Estimating the Cardinality of RDF Graph Patterns
^{1}Angela Maduko, ^{1}Kemafor Anyanwu, ^{2}Amit Sheth^{
3}Paul
Schliekelman
^{1}Department of Computer Science
^{3}Department of Statistics
{maduko, anyanwu}@cs.uga.edu,
pdschlie@stat.uga.edu
^{2}Kno.e.sis Center
Department of Computer
Science and
amit.sheth@wright.edu
ABSTRACT
Most RDF query languages allow for graph structure
search through a conjunction of triples which is typically processed using join
operations. A key factor in optimizing joins is determining the join order
which depends on the expected cardinality of intermediate results. This work
proposes a patternbased summarization framework for estimating the cardinality
of RDF graph patterns. We present experiments on real world and synthetic
datasets which confirm the feasibility of our approach.
Categories and Subject Descriptors
H.2.4 [Systems]: Query processing
General Terms
Management, Performance.
Keywords
RDF Query Processing, RDF Semantic Summary, RDF Structural Summary, Statistical Summary, Pattern Cardinality Estimation.
1. INTRODUCTION
Most RDF query languages allow for graph structure search through a conjunction of triples [3], often processed using join operations.

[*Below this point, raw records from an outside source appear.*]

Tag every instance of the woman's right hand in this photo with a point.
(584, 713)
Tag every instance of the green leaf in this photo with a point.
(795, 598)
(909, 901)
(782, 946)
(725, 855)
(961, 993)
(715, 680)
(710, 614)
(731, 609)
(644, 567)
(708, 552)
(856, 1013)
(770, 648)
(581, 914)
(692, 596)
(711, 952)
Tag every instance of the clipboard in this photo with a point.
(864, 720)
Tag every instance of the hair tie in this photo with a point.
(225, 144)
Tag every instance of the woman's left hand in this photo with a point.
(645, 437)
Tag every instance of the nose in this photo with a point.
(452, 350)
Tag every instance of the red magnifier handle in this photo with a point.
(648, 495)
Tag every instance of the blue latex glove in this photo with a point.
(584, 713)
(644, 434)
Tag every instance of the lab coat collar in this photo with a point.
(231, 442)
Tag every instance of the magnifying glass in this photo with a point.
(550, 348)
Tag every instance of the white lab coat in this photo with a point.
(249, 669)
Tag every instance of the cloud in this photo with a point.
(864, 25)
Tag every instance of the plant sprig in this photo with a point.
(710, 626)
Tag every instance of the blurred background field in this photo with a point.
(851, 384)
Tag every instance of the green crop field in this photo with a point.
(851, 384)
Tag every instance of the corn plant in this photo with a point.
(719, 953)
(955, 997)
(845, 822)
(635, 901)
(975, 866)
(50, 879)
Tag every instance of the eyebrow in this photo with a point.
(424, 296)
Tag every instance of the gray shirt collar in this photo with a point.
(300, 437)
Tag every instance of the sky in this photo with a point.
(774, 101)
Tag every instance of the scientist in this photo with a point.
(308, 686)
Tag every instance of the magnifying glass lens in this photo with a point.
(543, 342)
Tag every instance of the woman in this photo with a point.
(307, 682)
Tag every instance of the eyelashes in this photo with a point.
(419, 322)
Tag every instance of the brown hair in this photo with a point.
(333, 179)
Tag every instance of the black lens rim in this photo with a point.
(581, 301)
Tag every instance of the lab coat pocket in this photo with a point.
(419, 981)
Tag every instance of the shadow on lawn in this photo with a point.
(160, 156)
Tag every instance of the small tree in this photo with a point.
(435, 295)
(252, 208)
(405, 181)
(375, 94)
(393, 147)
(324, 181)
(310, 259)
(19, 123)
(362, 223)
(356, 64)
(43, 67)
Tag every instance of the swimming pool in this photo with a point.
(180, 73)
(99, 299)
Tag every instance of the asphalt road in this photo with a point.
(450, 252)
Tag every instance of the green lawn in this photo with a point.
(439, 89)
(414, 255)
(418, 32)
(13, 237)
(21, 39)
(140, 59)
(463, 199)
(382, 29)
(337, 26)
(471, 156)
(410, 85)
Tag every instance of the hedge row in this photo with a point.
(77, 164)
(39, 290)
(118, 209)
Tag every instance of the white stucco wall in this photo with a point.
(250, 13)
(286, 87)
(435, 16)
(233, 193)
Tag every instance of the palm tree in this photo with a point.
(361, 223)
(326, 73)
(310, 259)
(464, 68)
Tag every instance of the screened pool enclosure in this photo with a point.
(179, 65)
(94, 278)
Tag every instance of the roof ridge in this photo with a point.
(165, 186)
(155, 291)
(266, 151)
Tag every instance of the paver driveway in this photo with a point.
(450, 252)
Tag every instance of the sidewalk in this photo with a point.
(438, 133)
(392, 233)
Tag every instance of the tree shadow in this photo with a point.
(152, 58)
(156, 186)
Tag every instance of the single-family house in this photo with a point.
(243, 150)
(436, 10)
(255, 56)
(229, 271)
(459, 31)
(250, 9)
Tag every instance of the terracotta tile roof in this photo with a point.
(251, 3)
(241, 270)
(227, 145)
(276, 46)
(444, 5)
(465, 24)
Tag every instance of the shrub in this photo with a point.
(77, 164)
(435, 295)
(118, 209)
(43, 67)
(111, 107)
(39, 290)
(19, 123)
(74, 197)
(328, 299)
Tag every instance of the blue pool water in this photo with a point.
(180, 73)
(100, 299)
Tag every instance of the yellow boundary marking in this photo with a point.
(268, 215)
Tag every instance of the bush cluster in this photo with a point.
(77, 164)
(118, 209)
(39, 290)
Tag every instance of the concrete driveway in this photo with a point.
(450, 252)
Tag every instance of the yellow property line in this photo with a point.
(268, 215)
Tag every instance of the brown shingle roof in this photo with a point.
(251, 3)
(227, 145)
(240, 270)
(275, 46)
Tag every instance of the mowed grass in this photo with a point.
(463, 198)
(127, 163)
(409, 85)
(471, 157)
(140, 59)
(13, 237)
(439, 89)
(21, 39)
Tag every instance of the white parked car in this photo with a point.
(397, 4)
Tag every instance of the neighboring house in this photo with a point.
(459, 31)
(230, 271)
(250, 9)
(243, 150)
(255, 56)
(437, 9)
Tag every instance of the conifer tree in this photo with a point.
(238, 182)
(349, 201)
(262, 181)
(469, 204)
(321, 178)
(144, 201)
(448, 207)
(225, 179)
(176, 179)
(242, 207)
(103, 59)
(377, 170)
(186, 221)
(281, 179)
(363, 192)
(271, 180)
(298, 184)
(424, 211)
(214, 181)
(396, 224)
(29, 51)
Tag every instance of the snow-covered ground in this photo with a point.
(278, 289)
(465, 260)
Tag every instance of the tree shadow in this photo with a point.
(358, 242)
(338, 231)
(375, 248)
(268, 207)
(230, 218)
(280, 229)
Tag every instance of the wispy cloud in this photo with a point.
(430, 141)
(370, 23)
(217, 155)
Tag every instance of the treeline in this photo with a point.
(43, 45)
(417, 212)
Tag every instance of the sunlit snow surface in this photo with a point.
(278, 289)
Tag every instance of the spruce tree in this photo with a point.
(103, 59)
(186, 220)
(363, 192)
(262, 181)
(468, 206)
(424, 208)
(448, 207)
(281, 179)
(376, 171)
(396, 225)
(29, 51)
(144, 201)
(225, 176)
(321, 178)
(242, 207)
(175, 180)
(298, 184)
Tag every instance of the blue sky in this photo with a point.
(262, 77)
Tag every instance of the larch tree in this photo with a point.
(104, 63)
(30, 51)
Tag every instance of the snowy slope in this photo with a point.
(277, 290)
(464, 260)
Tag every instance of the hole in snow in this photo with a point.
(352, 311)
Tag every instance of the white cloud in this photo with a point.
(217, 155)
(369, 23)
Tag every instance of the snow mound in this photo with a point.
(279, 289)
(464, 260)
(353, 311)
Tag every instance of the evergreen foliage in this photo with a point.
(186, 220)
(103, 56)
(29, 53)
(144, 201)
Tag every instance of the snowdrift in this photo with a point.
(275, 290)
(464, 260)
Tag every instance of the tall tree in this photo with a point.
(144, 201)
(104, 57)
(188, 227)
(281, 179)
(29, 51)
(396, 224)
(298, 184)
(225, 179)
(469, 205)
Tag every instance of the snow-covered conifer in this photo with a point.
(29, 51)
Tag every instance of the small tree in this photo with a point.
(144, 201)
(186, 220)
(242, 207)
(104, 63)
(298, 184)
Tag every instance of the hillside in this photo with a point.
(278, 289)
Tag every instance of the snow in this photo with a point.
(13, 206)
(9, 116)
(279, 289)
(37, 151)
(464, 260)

A key step in join query optimization is determining the join order, which depends on the expected size of intermediate results. For example, to detect a basic potential conflict of interest in the paper review process of a conference, one may search for PC members who are authors of submitted papers. Figure 1a and b show the SPARQL expression for this query (namespaces are omitted) and its graph structure (pattern). The query requires three join operations. One order first finds all reviewers who are authors of submitted papers, then the result is joined to the set of papers submitted to WWW. Figure 1d, e and f show the possible ways processing may begin. The optimal join order requires good estimates of the cardinality of these patterns from a summary of the frequency distribution of patterns. Also, a summary that is seamless across RDF systems is desirable. This work is a first step towards addressing this problem. We focus on structure queries with no variables on the edges (as in Figure 1a) which are useful in real applications. This work addresses the problem stated as: Given a space budget B and RDF schema graph G_{S} and instance graph G_{I}, summarize the frequency distribution of patterns in G_{I} to fit B for obtaining good estimates of the frequencies of patterns. We propose and evaluate three techniques which differ in terms of the value/size tradeoff made during summarization.
2. APPROACH
In our graph model for RDF, nodes denote subjects or objects of schema (instance) triples while edges denote the predicates relating the respective subject and object nodes.
Figure
1: A graph pattern query and its subgraph
patterns.
2.1 Pattern Sequencialization
To summarize the frequency distribution of
patterns, we desire a generic representation for all embeddings of a query
pattern. To do this, we summarize the Schema graph to contain all patterns that
exist and may exist in the RDF instance graph. This summary which we call the RDF Semantic and Structural Summary (G_{SSS})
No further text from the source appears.